Posted by Matt Raible on June 15, 2009 at 01:04 PM MDT #

I'd be interested to hear some details about how exactly you integrated memcached with Grails. I'm currently using memcached as the Hibernate cache using this plugin:

Now, I'm thinking about how to use memcached within my Grails app for caching other objects (e.g. controller response, views). Currently, I'm leaning towards using this library:

Any other suggestions?

Posted by Donal on June 15, 2009 at 05:05 PM MDT #

In your design, were smartphones such as iPhone a consideration? Or was the specification only for desktop browsers?

Posted by Roshan Shrestha on June 15, 2009 at 08:33 PM MDT #

I would love to see a snippet of how to eval the JSON coming from RequestBuilder into the OverlayTypes. What is the mapping like? I used OverlayTypes to read in static data that I render into the head section of the hosted page, which is pretty easy and fast, but I dont know how to do this "reading" dynamically at runtime.
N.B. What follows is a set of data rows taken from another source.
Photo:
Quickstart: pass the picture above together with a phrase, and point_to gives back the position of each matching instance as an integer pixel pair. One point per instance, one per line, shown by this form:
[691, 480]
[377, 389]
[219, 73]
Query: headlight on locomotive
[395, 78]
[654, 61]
Posted by Sakuraba on June 16, 2009 at 01:38 AM MDT #

@Donal - we integrated memcached with Grails using spymemcached. Beyond that, most of the integration was done manually. We'd love to move to spring-spring-memcached (SSM) in the future. However, SSM expects Java objects (not Grails domain objects) and we haven't figured out how to serialize Grails domain objects.
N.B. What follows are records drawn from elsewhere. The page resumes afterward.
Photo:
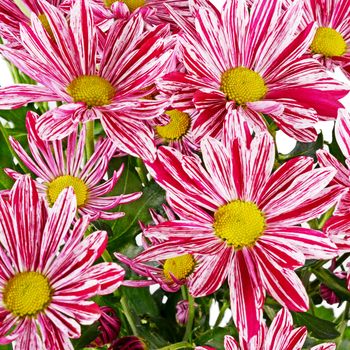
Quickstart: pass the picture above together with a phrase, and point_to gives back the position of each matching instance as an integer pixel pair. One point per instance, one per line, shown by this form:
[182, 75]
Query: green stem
[221, 314]
[181, 345]
[344, 318]
[106, 256]
[188, 332]
[89, 143]
[128, 316]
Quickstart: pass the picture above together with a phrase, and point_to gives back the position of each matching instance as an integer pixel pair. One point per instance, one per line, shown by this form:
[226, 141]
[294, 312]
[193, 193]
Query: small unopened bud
[128, 343]
[182, 312]
[328, 294]
[109, 328]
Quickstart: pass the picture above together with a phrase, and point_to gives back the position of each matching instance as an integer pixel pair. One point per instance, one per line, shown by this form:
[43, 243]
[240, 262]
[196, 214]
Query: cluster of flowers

@Roshan - the short answer is no. There's a separate division at Evite that develops mobile applications. Too bad, I don't think it'd be too hard to make a GWT application iPhone-friendly.

@Sakuraba - I'll try to post an example in the near future.

Posted by Matt Raible on June 17, 2009 at 01:04 PM MDT #

@Sakuraba - I wrote a blog post on JSON Parsing with JavaScript Overlay Types in GWT. I hope this answers your question.